Die Schlagzeilen überwerfen sich mit den neuesten Hintergrundberichten zu den Geschäftemachern mit der Armut. Die Bundesregierung stellt inzwischen offen die derzeitigen Beschäftigungsmaßnahmen von Langzeitarbeitslosen in Frage und überlegt, ob die jährlich gezahlten 50 Mrd. Euro nicht doch besser in Existenzgründungsmaßnahmen und qualifizierten und zukunftsorientierten Umschulungs- und Weiterbildungsmaßnahmen eingebracht werden sollten.
Und ich bemerke, wie sich einige Personen, die bislang immer im neoliberalen Stil auf die Erwerbslosen als „Parasiten, Schmarotzer, Faullenzer“ usw. eingeprügelt hatten, sich in aller Form vor den laufenden Kameras entschuldigen, um dann….
Rrrrrrrrrrrrrrrrrrrrrrrrrrrrrrring Rrrrrrrrrrrrrrrrrrrrrrrrrrrrrrring
Tja, das war halt nur ein Traum. Die Realität sieht anders aus: „Die Politiker schweigen und kümmern sich derzeitig um ihre Wahlkampfprobleme. Und das Schweigen in der Politik geht durch alle Parteien. Kein Bellen, kein Scharfschießen, keine Absichtserklärung, sich dieses Sachverhalts sofort anzunehmen. Und von den Gewerkschaften hört man nichts, keine Stellungnahme, kein Protest, keine Streikankündigung… Schweigen im Walde!“
Auf die beeindruckende Doku von Eva Müller gab es tatsächlich kaum Resonanz, das Wenige sei hier erwähnt:
- Deutschland, deine Armutsindustrie (SozLog);
- Die Armutsindustrie – TV-Doku auf YouTube (Santa Prekaria)

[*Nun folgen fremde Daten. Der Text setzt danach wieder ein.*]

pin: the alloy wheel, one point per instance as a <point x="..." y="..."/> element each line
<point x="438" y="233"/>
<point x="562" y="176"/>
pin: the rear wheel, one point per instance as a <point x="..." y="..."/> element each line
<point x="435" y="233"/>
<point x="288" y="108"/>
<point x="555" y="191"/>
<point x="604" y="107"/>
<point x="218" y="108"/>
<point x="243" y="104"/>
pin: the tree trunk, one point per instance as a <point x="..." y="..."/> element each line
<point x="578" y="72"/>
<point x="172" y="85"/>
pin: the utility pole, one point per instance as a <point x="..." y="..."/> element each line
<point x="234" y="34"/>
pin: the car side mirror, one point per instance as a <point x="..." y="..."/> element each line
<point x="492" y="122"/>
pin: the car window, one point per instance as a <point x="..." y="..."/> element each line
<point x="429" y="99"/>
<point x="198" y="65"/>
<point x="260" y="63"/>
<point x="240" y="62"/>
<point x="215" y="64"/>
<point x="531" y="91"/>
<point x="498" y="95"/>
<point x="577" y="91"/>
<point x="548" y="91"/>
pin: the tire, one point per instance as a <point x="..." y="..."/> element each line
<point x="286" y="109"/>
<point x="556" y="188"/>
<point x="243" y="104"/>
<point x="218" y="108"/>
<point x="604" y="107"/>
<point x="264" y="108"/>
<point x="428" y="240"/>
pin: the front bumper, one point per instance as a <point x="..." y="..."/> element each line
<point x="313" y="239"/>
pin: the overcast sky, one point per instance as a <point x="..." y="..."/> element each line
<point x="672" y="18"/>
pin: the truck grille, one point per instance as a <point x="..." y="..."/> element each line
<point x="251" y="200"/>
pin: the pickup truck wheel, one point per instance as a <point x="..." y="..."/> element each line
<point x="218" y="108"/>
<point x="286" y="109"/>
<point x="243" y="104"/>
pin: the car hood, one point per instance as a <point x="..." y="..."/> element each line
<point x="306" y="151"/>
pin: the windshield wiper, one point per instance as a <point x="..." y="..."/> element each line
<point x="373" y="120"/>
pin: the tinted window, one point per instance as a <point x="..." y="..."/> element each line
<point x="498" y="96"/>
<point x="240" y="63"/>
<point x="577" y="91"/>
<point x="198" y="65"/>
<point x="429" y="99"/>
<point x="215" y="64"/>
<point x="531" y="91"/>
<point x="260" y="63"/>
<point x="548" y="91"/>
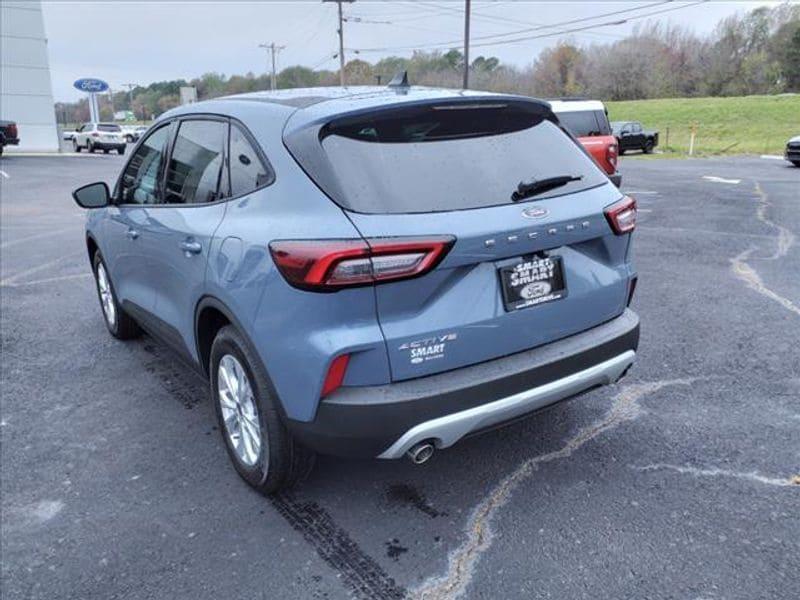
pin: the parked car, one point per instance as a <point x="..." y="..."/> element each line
<point x="99" y="136"/>
<point x="364" y="272"/>
<point x="631" y="136"/>
<point x="792" y="153"/>
<point x="9" y="135"/>
<point x="132" y="133"/>
<point x="588" y="121"/>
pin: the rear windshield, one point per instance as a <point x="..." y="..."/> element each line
<point x="443" y="158"/>
<point x="585" y="123"/>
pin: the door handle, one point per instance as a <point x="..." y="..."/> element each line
<point x="191" y="247"/>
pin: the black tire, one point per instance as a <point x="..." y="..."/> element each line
<point x="286" y="462"/>
<point x="124" y="327"/>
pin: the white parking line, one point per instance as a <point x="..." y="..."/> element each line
<point x="49" y="280"/>
<point x="715" y="179"/>
<point x="32" y="237"/>
<point x="11" y="279"/>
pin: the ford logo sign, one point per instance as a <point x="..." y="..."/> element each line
<point x="535" y="213"/>
<point x="90" y="85"/>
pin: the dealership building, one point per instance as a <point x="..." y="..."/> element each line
<point x="26" y="93"/>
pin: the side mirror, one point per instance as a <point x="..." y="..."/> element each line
<point x="93" y="195"/>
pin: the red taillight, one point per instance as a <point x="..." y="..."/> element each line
<point x="631" y="289"/>
<point x="327" y="265"/>
<point x="612" y="154"/>
<point x="335" y="376"/>
<point x="622" y="215"/>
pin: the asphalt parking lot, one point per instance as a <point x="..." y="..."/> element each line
<point x="675" y="483"/>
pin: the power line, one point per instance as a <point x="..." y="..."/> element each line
<point x="500" y="42"/>
<point x="340" y="31"/>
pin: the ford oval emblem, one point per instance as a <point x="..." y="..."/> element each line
<point x="91" y="85"/>
<point x="535" y="213"/>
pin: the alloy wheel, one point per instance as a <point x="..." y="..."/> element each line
<point x="239" y="411"/>
<point x="106" y="296"/>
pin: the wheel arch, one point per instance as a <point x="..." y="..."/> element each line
<point x="211" y="314"/>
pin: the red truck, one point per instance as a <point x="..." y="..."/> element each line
<point x="587" y="120"/>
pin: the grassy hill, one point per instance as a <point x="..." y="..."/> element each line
<point x="737" y="125"/>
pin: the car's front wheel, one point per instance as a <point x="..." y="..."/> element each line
<point x="118" y="322"/>
<point x="258" y="443"/>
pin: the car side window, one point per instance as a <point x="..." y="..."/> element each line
<point x="247" y="171"/>
<point x="140" y="180"/>
<point x="195" y="164"/>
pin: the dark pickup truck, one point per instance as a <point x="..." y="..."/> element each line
<point x="8" y="134"/>
<point x="631" y="136"/>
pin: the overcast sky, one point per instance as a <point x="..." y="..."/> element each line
<point x="142" y="42"/>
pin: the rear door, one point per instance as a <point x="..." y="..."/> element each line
<point x="520" y="273"/>
<point x="183" y="226"/>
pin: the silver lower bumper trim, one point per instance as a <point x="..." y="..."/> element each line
<point x="446" y="431"/>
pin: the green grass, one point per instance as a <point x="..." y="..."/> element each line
<point x="736" y="125"/>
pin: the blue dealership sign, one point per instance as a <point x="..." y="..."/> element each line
<point x="91" y="85"/>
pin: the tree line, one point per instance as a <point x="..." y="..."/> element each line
<point x="757" y="52"/>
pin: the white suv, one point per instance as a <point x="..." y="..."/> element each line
<point x="99" y="136"/>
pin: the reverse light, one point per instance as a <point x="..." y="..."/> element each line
<point x="622" y="215"/>
<point x="335" y="377"/>
<point x="328" y="265"/>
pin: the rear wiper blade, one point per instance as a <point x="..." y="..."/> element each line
<point x="526" y="189"/>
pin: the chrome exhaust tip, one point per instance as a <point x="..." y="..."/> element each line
<point x="420" y="452"/>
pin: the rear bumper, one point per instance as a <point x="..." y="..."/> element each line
<point x="385" y="421"/>
<point x="109" y="145"/>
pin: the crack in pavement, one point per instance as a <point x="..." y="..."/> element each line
<point x="715" y="472"/>
<point x="744" y="271"/>
<point x="464" y="558"/>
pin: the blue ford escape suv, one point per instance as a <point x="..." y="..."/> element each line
<point x="370" y="272"/>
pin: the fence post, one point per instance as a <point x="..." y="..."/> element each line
<point x="691" y="138"/>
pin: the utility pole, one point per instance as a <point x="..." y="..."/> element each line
<point x="130" y="87"/>
<point x="273" y="50"/>
<point x="466" y="43"/>
<point x="340" y="31"/>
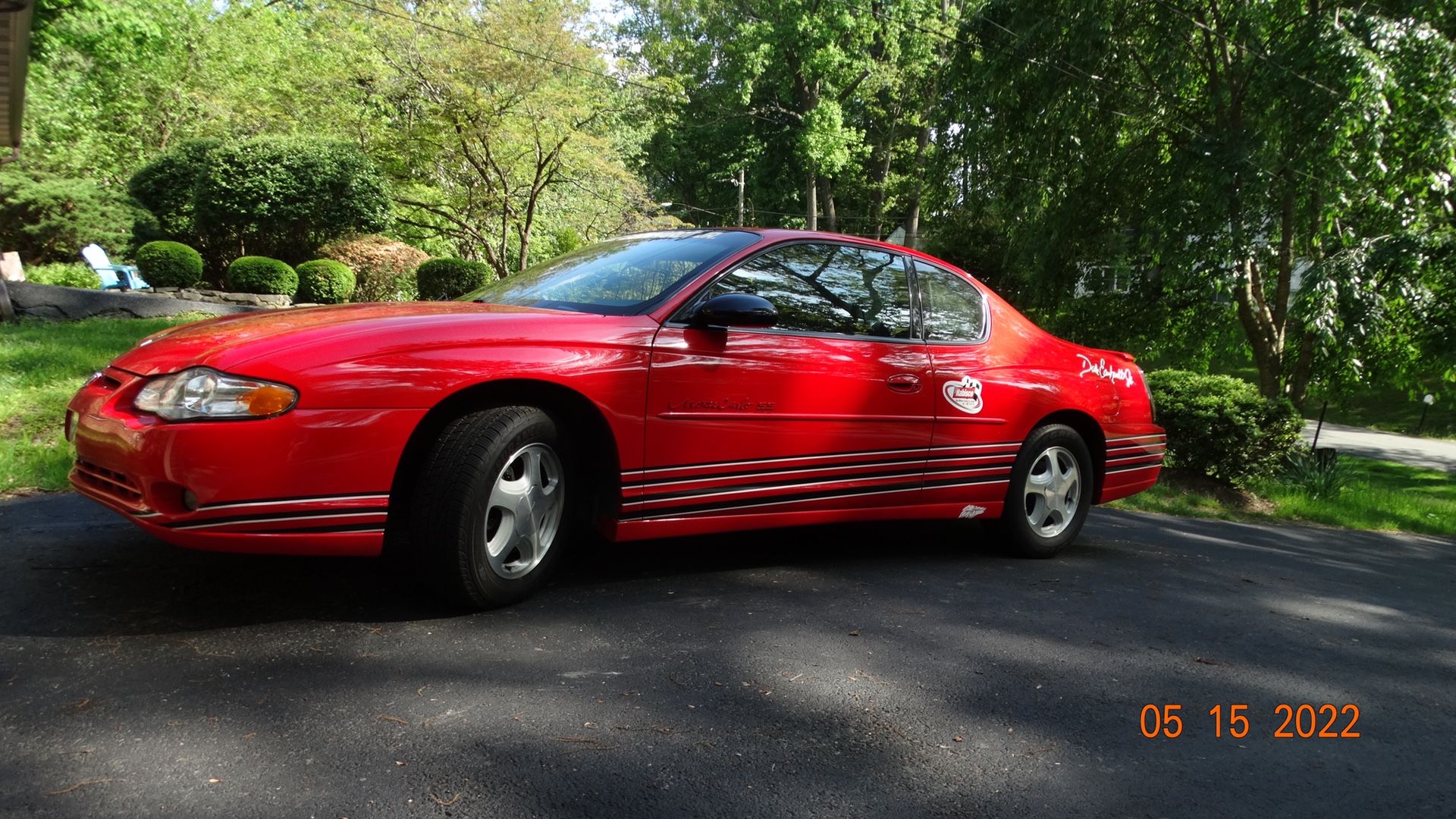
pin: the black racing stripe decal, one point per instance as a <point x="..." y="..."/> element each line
<point x="193" y="523"/>
<point x="804" y="497"/>
<point x="294" y="499"/>
<point x="770" y="500"/>
<point x="761" y="485"/>
<point x="1002" y="469"/>
<point x="1159" y="463"/>
<point x="356" y="528"/>
<point x="910" y="465"/>
<point x="780" y="460"/>
<point x="944" y="483"/>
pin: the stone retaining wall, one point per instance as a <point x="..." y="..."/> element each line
<point x="73" y="303"/>
<point x="220" y="297"/>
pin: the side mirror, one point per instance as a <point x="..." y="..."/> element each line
<point x="736" y="309"/>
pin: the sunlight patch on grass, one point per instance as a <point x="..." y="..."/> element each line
<point x="1382" y="496"/>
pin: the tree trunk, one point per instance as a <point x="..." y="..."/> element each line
<point x="1304" y="369"/>
<point x="827" y="202"/>
<point x="1258" y="328"/>
<point x="810" y="203"/>
<point x="913" y="216"/>
<point x="739" y="213"/>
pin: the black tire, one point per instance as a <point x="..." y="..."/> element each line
<point x="1021" y="537"/>
<point x="452" y="515"/>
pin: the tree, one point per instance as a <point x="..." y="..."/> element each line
<point x="50" y="219"/>
<point x="503" y="140"/>
<point x="821" y="102"/>
<point x="1216" y="148"/>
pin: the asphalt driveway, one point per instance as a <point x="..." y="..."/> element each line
<point x="821" y="672"/>
<point x="1429" y="453"/>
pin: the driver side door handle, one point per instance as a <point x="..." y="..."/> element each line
<point x="905" y="382"/>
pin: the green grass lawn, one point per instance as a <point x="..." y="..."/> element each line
<point x="41" y="368"/>
<point x="1394" y="413"/>
<point x="1382" y="496"/>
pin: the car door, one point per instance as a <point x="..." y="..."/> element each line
<point x="979" y="397"/>
<point x="829" y="410"/>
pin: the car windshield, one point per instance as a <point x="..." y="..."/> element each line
<point x="623" y="276"/>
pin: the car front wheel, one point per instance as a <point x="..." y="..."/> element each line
<point x="1050" y="491"/>
<point x="491" y="509"/>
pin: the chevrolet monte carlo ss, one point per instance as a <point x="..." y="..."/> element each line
<point x="654" y="385"/>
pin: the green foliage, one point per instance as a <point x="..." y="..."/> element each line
<point x="1383" y="496"/>
<point x="169" y="264"/>
<point x="287" y="196"/>
<point x="1320" y="475"/>
<point x="450" y="279"/>
<point x="166" y="187"/>
<point x="1222" y="426"/>
<point x="325" y="281"/>
<point x="497" y="149"/>
<point x="384" y="267"/>
<point x="262" y="275"/>
<point x="49" y="218"/>
<point x="63" y="275"/>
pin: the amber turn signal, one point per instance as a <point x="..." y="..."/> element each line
<point x="267" y="400"/>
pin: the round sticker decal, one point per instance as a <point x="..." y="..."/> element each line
<point x="965" y="395"/>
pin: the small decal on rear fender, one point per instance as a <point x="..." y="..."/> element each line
<point x="965" y="395"/>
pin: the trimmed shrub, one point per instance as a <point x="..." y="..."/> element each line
<point x="383" y="267"/>
<point x="169" y="264"/>
<point x="1222" y="426"/>
<point x="450" y="279"/>
<point x="286" y="196"/>
<point x="63" y="275"/>
<point x="325" y="281"/>
<point x="261" y="275"/>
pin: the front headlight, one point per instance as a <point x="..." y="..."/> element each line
<point x="201" y="392"/>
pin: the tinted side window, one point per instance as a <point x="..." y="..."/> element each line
<point x="826" y="287"/>
<point x="952" y="308"/>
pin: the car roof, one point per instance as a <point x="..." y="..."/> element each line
<point x="783" y="234"/>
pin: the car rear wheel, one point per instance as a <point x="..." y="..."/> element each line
<point x="1050" y="491"/>
<point x="491" y="507"/>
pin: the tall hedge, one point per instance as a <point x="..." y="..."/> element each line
<point x="1222" y="426"/>
<point x="274" y="196"/>
<point x="325" y="281"/>
<point x="169" y="264"/>
<point x="262" y="275"/>
<point x="450" y="279"/>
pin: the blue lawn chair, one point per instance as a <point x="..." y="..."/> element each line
<point x="112" y="276"/>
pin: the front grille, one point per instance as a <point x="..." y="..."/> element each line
<point x="108" y="482"/>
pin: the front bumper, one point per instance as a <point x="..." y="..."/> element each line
<point x="309" y="482"/>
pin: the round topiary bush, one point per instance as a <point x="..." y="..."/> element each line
<point x="262" y="275"/>
<point x="325" y="281"/>
<point x="450" y="279"/>
<point x="1222" y="426"/>
<point x="169" y="264"/>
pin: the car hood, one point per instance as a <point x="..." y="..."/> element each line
<point x="229" y="343"/>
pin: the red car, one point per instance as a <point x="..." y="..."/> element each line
<point x="654" y="385"/>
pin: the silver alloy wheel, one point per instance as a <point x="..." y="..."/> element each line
<point x="525" y="510"/>
<point x="1053" y="491"/>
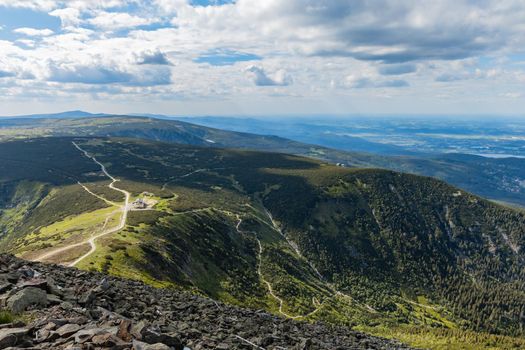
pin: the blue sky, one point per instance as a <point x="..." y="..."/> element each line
<point x="248" y="57"/>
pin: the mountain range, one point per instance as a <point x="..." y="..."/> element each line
<point x="181" y="206"/>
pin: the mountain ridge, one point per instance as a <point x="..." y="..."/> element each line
<point x="336" y="244"/>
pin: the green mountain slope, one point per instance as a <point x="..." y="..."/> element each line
<point x="304" y="239"/>
<point x="499" y="179"/>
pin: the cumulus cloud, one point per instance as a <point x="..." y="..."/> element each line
<point x="33" y="31"/>
<point x="108" y="75"/>
<point x="118" y="20"/>
<point x="69" y="16"/>
<point x="153" y="57"/>
<point x="360" y="82"/>
<point x="261" y="78"/>
<point x="397" y="69"/>
<point x="6" y="74"/>
<point x="120" y="46"/>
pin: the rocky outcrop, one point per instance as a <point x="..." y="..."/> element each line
<point x="67" y="308"/>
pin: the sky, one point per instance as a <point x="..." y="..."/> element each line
<point x="263" y="57"/>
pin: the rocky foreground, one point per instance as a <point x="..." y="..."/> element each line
<point x="66" y="308"/>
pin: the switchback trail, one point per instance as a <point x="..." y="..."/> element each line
<point x="124" y="208"/>
<point x="91" y="241"/>
<point x="268" y="284"/>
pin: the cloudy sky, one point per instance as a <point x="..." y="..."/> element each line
<point x="263" y="57"/>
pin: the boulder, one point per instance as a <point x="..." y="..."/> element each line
<point x="68" y="330"/>
<point x="26" y="297"/>
<point x="12" y="336"/>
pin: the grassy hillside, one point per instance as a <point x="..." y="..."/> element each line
<point x="499" y="179"/>
<point x="394" y="254"/>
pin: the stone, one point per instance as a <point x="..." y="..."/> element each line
<point x="124" y="330"/>
<point x="68" y="330"/>
<point x="26" y="297"/>
<point x="85" y="335"/>
<point x="107" y="340"/>
<point x="53" y="299"/>
<point x="5" y="286"/>
<point x="34" y="282"/>
<point x="12" y="336"/>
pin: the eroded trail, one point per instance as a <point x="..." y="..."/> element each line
<point x="123" y="209"/>
<point x="269" y="285"/>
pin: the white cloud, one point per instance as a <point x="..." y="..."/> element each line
<point x="69" y="16"/>
<point x="33" y="31"/>
<point x="334" y="50"/>
<point x="261" y="78"/>
<point x="118" y="20"/>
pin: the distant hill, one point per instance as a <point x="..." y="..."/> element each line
<point x="371" y="248"/>
<point x="498" y="179"/>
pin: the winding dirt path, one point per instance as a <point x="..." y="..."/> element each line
<point x="124" y="208"/>
<point x="269" y="285"/>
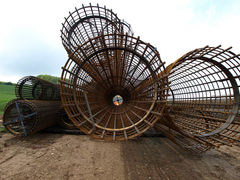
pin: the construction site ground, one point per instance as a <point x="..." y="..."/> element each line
<point x="61" y="156"/>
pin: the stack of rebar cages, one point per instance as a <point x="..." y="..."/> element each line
<point x="114" y="86"/>
<point x="36" y="107"/>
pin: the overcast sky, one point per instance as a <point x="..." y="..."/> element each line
<point x="30" y="41"/>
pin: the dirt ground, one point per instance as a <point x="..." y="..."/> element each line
<point x="57" y="156"/>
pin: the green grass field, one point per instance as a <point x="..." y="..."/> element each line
<point x="7" y="93"/>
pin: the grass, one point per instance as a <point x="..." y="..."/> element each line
<point x="7" y="93"/>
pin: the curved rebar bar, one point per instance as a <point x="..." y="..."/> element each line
<point x="33" y="88"/>
<point x="115" y="65"/>
<point x="89" y="22"/>
<point x="23" y="118"/>
<point x="205" y="89"/>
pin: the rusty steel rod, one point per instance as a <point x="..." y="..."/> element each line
<point x="114" y="75"/>
<point x="33" y="88"/>
<point x="204" y="96"/>
<point x="26" y="117"/>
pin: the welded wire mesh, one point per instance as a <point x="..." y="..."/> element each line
<point x="116" y="64"/>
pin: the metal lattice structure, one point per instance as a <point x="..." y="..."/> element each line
<point x="115" y="65"/>
<point x="204" y="99"/>
<point x="26" y="117"/>
<point x="88" y="22"/>
<point x="114" y="86"/>
<point x="33" y="88"/>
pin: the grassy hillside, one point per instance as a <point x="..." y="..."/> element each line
<point x="7" y="93"/>
<point x="50" y="78"/>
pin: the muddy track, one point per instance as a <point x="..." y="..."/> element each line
<point x="55" y="156"/>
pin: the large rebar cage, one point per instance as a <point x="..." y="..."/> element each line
<point x="89" y="22"/>
<point x="33" y="88"/>
<point x="204" y="98"/>
<point x="26" y="117"/>
<point x="109" y="87"/>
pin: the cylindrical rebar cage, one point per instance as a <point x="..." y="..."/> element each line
<point x="110" y="90"/>
<point x="33" y="88"/>
<point x="89" y="22"/>
<point x="25" y="117"/>
<point x="205" y="94"/>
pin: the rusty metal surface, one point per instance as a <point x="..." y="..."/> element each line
<point x="114" y="86"/>
<point x="115" y="64"/>
<point x="204" y="96"/>
<point x="26" y="117"/>
<point x="33" y="88"/>
<point x="88" y="22"/>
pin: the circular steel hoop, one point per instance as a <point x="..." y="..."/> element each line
<point x="33" y="88"/>
<point x="23" y="118"/>
<point x="205" y="85"/>
<point x="113" y="64"/>
<point x="89" y="22"/>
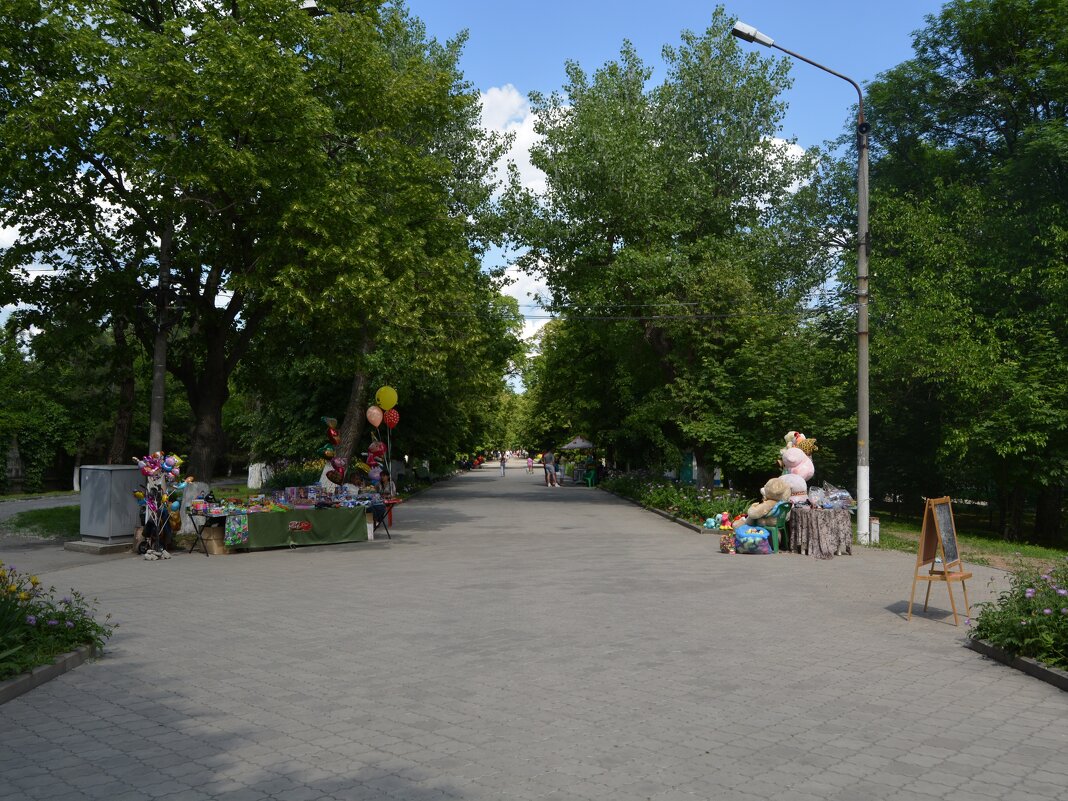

- Teure Beschäftigungstherapie – Diskussion im Erwerbslosenforum;
- „Kein Ding machen“ (Süddeutsche): „Es war ein Rekord. In nur zehn Tagen hat jemand bei der Dekra-Fortbildungsfirma Toys Company ein gespendetes Puzzle gelegt, um zu überprüfen, ob alle 5000 Teile vorhanden sind. Am Ende waren es nur 4997 Teile, das Puzzle also eine ungeeignete Spende, aber der Ein-Euro-Jobber hatte immerhin zu tun.“
- Zehn Tage Arbeit für ein Puzzle (TAZ): „Müller selbst sagt, sie sei bei den Dreharbeiten „erstaunt gewesen, wie normal manch einer es findet, 1-Euro-Jobber, die vom Steuerzahler bezahlt werden, in der Produktion für ein ganz normales Produkt einzusetzen“. Der Film der Autorin, die immer wieder mit herausragenden Sozialreportagen glänzt, zeigt auch Arbeitslose, die als Praktikanten bei Logistikunternehmen Lieferungen zusammenstellen. Oder Frauen, die als 1-Euro-Kraft putzen – auch bei Stadträten und Rechtsanwälten. Und eine Langfassung der „ARD Exklusiv“-Doku, die im August im WDR zu sehen sein wird, befasst sich mit einem Supermarkt, betrieben von 1-Euro-Jobbern.“
Was die Parteien vorhaben
Und weil ja grade Wahkampf ist, hier eine passende Zusammenstellung der jeweiligen Wahlprogramme in Sachen Hartz4/ALG2, die sich auf Somlu’s Welt findet. Da lese ich über die Vorhaben der CDU, die ja die besten Chancen hat, weiter am Ruder zu bleiben:
„Ebenfalls will CDU/CSU die Pflicht zur Gegenleistung im SGB II gesetzlich verankern. Konkret sollen arbeitslose ALG II Empfänger per Gesetz dazu verpflichtet werden, ihre Arbeitskraft im Austausch für ihr ALG II kostenlos zur Verfügung zu stellen. Wer sich weigert, soll kein ALG II erhalten. Dazu sollen die sog. 1€ Job umfangreich ausgebaut und deren Beschränkungen auf den öffentlichen Sektor entfallen, so dass auch ein Einsatz von 1€ Jobbern in der Privatwirtschaft endlich legal wird.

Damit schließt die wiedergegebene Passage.